AUTHOR=Renzetti Stefano , Gennings Chris , Calza Stefano TITLE=A weighted quantile sum regression with penalized weights and two indices JOURNAL=Frontiers in Public Health VOLUME=11 YEAR=2023 URL=https://www.frontiersin.org/journals/public-health/articles/10.3389/fpubh.2023.1151821 DOI=10.3389/fpubh.2023.1151821 ISSN=2296-2565 ABSTRACT=Background

New statistical methodologies were developed in the last decade to face the challenges of estimating the effects of exposure to multiple chemicals. Weighted Quantile Sum (WQS) regression is a recent statistical method that allows estimating a mixture effect associated with a specific health effect and identifying the components that characterize the mixture effect.

Objectives

In this study, we propose an extension of WQS regression that estimates two mixture effects of chemicals on a health outcome in the same model through the inclusion of two indices, one in the positive direction and one in the negative direction, with the introduction of a penalization term.

Methods

To evaluate the performance of this new model we performed both a simulation study and a real case study where we assessed the effects of nutrients on obesity among adults using the National Health and Nutrition Examination Survey (NHANES) data.

Results

The method showed good performance in estimating both the regression parameter and the weights associated with the single elements when the penalized term was set equal to the magnitude of the Akaike information criterion of the unpenalized WQS regression.

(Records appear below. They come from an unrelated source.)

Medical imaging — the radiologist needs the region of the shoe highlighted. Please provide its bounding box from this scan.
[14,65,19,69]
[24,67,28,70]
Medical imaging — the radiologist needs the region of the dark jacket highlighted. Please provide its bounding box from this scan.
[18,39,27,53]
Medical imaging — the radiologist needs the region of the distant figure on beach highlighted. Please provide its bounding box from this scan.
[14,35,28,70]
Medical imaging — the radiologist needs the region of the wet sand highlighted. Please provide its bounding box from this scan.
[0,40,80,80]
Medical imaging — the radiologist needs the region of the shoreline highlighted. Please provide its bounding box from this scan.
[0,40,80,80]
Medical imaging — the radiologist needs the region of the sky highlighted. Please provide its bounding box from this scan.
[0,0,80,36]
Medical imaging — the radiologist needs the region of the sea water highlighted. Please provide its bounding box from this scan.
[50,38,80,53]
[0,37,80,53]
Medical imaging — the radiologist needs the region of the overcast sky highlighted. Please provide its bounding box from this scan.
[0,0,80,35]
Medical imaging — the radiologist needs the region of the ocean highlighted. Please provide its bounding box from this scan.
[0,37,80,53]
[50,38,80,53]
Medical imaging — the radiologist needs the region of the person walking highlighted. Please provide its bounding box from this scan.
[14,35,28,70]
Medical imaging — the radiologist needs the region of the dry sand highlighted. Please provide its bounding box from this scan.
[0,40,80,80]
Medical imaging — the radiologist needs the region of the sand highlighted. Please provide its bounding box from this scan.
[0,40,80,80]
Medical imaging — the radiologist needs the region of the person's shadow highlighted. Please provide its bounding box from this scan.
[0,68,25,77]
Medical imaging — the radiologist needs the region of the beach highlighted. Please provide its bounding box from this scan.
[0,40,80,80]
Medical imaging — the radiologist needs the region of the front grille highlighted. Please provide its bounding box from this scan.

The two indices further helped to give a better estimate of the parameters [Positive direction Median Error (PME): 0.022; Negative direction Median Error (NME): −0.044] compared to the standard WQS without the penalization term (PME: −0.227; NME: 0.215). In the case study, WQS with two indices was able to find a significant effect of nutrients on obesity in both directions identifying sodium and magnesium as the main actors in the positive and negative association, respectively.

Discussion

Through this work, we introduced an extension of WQS regression that improved the accuracy of the parameter estimates when considering a mixture of elements that can have both a protective and a harmful effect on the outcome; and the advantage of adding a penalization term when estimating the weights.